Other key considerations from the eventual reconciliation bill include impacts on employment and consumer confidence, particularly in major industries such as automotive. Due to uncertainty of the state of the bills in Congress, along with the ongoing supply chain disruption, forecasting for the near and medium terms remains complex.
Volatility and guidance metrics: As businesses look to the close of 2021, leaders are considering whether to proceed with lower levels of guidance or increase the amount of provided information. As a result of the current environment, one officer’s business reduced their guidance in earnings calls solely to earnings per share. Another participant’s investor guidance has shifted from annual to quarterly predictions, providing approximate numbers rather than predicted ranges. Producing consistent metrics on margins has been challenging, given the rate of inflation in the U.S.. Others have provided annual guidance, but are explicit about the assumptions underlying their estimates. Though organizations are turning away from COVID-limited guidance, current volatility has led many to continue to exclusively provide approximations, rather than ranges.
The volatility of the hospitality industry has led one CFO’s company to offer no guidance whatsoever in the post-pandemic environment. Instead, they are providing same-store sales numbers, allowing analysts to produce their own ranges based on their interpretations of easing COVID-19 restrictions and other social and economic factors.
Federal vaccine mandates
Federal requirements and workforce sentiment: A CFO contending with the federal vaccine mandates has struggled to retain talent resistant to receiving a COVID-19 vaccine. Businesses that hold government contracts are now required to have a fully vaccinated staff at locations involved in federal contract fulfilment. In order to minimize the scope of the mandate, another CFO’s organization has broken out business units into personnel servicing government contracts and others not working in that capacity. Retention looks to be a significant obstacle for their contractor workforce as well. Others have instituted vaccination requirements for incoming talent, to avoid exacerbating an already strained situation.
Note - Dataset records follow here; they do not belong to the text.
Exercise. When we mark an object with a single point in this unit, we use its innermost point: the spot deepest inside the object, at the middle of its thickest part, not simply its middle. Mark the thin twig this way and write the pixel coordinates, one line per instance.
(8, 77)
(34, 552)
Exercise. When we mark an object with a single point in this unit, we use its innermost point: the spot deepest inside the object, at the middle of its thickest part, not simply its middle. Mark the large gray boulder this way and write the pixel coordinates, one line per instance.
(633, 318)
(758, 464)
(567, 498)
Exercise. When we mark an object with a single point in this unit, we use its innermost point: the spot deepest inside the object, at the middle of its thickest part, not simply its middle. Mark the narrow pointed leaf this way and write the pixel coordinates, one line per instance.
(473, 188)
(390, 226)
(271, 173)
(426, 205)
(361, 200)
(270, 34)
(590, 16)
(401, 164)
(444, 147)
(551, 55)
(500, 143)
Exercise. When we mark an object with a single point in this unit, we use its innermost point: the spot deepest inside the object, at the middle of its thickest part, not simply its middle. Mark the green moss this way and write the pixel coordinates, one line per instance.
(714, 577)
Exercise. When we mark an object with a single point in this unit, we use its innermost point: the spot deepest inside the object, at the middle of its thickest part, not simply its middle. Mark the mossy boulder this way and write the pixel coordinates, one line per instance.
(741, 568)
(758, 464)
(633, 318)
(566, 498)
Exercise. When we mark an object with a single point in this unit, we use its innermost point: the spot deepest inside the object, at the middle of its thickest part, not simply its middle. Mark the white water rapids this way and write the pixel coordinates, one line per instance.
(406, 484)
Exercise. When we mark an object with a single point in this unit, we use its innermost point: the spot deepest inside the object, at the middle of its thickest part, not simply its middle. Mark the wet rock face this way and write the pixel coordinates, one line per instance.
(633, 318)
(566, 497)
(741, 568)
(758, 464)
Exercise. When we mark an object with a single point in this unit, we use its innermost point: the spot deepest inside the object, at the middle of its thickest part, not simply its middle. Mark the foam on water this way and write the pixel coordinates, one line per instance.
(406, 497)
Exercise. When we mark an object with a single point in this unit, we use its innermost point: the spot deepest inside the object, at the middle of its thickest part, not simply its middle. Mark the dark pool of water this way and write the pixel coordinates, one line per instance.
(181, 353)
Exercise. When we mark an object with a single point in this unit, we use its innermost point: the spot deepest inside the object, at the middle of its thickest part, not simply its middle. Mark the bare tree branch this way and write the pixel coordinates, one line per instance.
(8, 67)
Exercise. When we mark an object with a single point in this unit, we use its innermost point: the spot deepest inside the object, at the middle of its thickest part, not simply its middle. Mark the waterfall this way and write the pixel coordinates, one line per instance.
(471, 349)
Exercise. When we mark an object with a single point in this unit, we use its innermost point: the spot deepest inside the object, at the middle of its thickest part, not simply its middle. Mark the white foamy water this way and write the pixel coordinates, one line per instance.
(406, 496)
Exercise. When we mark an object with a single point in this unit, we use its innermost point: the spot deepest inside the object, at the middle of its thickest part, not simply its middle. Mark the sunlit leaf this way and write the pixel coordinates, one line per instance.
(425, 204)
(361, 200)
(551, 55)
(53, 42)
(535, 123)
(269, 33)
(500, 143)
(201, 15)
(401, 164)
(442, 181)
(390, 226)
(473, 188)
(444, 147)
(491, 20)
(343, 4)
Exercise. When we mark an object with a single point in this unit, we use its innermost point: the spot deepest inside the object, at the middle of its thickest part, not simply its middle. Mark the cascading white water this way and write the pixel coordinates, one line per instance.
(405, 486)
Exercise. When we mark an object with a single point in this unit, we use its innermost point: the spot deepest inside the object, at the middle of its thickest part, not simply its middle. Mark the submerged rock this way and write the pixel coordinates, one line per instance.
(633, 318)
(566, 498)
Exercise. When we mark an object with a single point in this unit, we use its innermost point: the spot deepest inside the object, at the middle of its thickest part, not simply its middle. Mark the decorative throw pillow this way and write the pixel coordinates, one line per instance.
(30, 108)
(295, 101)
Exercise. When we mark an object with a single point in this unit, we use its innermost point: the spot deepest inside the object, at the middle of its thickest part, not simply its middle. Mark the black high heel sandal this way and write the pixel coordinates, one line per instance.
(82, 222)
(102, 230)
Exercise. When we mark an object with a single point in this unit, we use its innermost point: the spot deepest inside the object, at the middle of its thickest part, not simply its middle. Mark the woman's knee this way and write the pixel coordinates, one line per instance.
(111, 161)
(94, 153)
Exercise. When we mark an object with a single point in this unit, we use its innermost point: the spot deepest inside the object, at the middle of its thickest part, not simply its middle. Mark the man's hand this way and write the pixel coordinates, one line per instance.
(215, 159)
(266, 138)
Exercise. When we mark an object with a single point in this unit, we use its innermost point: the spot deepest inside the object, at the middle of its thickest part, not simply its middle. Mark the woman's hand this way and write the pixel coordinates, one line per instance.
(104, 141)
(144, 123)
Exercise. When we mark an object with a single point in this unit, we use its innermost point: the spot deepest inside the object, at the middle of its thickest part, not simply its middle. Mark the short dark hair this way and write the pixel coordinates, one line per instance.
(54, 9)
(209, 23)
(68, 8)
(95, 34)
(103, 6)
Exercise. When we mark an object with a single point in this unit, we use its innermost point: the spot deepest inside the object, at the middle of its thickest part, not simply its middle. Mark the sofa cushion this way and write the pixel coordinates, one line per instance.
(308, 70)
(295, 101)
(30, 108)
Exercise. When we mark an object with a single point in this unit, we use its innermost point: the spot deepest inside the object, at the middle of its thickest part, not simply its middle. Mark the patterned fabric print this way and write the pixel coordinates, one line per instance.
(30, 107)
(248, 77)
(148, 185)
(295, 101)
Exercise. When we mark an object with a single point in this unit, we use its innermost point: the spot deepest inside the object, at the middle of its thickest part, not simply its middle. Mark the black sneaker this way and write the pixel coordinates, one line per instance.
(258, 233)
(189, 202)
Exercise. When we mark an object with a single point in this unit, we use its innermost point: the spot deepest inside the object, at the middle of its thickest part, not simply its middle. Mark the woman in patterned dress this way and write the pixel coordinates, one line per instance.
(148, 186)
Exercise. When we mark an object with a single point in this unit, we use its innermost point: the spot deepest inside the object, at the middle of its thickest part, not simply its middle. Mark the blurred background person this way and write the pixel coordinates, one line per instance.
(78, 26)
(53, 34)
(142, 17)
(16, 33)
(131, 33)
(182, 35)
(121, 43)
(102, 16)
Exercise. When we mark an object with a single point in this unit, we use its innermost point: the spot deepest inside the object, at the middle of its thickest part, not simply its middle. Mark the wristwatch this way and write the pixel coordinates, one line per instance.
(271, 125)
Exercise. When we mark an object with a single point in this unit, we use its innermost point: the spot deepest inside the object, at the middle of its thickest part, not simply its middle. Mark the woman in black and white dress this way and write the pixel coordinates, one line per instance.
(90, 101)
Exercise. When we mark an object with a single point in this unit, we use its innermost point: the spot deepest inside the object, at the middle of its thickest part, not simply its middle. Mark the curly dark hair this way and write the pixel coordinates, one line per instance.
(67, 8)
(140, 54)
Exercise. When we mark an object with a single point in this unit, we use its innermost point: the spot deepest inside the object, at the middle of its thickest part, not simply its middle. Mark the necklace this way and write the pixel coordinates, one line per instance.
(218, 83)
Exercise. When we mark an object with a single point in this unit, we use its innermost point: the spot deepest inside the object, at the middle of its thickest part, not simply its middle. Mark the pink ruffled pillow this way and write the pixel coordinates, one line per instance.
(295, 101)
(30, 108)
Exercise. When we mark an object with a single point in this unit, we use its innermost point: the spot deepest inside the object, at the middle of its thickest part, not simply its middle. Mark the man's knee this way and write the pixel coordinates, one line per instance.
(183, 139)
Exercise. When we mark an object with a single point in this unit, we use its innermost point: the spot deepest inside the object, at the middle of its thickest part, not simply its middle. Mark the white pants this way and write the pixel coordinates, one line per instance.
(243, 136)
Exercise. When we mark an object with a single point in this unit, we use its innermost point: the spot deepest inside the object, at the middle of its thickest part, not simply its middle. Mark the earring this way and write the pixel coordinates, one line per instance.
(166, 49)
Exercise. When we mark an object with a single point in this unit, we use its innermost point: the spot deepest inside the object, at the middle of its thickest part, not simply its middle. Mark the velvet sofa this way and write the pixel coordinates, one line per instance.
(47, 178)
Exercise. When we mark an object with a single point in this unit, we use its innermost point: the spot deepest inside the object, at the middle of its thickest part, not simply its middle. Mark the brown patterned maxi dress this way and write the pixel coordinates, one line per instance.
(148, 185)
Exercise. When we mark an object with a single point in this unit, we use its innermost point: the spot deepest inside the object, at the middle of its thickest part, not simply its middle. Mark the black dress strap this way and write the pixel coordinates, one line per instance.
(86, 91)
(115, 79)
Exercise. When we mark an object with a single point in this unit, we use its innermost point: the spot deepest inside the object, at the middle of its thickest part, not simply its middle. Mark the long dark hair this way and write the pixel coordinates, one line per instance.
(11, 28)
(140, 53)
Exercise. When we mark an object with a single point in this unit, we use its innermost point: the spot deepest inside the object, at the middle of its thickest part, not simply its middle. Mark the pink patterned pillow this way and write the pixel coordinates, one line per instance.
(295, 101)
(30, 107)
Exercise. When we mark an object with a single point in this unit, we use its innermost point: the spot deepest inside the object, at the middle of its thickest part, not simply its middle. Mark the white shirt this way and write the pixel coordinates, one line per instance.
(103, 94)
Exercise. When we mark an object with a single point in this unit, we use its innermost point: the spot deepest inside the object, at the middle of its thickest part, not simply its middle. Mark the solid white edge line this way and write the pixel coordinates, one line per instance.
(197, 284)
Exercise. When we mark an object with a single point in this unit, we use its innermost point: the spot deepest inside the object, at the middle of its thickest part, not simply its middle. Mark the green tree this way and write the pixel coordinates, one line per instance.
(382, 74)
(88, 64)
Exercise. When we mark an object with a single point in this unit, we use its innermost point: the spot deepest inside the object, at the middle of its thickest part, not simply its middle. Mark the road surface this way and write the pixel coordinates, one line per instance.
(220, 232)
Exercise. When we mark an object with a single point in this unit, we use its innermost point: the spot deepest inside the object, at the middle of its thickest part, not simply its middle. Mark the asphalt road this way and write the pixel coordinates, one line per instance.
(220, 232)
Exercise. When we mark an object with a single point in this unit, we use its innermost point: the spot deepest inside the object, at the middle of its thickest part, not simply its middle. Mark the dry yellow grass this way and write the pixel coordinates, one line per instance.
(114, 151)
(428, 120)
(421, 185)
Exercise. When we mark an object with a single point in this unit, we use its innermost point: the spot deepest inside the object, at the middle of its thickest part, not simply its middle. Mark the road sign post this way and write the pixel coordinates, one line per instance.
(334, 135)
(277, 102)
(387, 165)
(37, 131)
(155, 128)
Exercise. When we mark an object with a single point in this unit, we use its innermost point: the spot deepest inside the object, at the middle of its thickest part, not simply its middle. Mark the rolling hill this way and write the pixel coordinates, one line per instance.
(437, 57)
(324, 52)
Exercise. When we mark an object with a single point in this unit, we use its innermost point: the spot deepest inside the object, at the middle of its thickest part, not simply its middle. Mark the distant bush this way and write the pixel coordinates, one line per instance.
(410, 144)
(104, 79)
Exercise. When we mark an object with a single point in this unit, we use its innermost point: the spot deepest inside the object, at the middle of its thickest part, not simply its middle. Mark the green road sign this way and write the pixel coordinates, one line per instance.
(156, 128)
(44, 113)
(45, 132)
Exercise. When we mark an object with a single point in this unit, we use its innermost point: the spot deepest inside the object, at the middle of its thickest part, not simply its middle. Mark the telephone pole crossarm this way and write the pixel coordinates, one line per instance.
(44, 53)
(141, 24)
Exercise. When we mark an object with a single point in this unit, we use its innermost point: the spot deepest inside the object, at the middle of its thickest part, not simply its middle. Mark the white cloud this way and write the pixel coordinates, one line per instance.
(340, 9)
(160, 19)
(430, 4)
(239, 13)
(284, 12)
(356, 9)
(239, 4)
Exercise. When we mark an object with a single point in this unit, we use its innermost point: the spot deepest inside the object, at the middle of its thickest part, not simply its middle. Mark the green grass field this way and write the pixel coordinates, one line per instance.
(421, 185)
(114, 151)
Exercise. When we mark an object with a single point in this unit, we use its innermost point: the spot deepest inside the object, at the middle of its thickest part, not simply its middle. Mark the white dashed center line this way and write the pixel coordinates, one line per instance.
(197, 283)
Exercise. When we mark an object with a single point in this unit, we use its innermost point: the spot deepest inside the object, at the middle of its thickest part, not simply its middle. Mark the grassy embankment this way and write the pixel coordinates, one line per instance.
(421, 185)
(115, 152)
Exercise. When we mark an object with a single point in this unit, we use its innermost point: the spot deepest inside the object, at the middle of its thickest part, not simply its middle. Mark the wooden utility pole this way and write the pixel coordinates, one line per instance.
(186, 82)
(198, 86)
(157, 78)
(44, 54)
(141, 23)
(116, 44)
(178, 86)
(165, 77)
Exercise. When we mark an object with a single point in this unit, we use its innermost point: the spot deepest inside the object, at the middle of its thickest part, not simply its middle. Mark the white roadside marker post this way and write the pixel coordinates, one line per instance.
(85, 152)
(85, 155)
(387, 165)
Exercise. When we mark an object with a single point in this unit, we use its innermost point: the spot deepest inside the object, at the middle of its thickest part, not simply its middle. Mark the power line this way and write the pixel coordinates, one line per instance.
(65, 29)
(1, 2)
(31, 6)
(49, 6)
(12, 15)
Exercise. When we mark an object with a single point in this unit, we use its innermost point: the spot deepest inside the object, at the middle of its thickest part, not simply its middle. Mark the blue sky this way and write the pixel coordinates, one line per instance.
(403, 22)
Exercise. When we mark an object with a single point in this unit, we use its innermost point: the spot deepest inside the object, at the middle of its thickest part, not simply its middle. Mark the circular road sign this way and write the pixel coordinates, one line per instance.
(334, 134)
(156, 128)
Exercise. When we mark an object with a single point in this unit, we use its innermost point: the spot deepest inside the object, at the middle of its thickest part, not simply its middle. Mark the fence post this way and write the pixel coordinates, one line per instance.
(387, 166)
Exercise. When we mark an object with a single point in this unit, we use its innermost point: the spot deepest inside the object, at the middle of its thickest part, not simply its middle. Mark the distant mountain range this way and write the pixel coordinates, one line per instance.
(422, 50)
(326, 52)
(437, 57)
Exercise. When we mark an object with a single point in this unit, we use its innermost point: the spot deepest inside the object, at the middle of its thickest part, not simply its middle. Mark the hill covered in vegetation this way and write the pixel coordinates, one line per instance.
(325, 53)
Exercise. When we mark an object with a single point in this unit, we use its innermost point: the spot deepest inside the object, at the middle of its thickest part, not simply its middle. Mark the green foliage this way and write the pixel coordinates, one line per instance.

Mike DiClaudio described the tracking structure being established at KPMG in order to manage compliance with vaccination and/or PCR test attestation requirements for various clients. These requirements have proven burdensome on the Humane Resources and Information Technology departments at many organizations, but KPMG has taken an up-front approach, building a robust infrastructure to support various requirements across their ecosystem. KPMG will be requiring vaccination going forward for those working on-site, further simplifying tracking considerations.
The group discussed approaches to vaccine incentives for employees. Finding the threshold at which incentives motivate staff without excessive expenditures is a complex task, though managing testing-out requirements requires considerable effort as well. Several leaders who had attempted a dollar incentive found that a figure in the low hundred-dollar range barely changed workforce vaccination rates, suggesting that thousands of dollars would be necessary to drive a major increase. Rather than universal payments, one executive’s organization implemented a $5,000 lottery for 10 individuals per week; this served as enough of an incentive to positively impact vaccination. Based on the limited success of other statewide vaccination lotteries, however, some CFOs remain skeptical of a lottery’s application within an employment setting.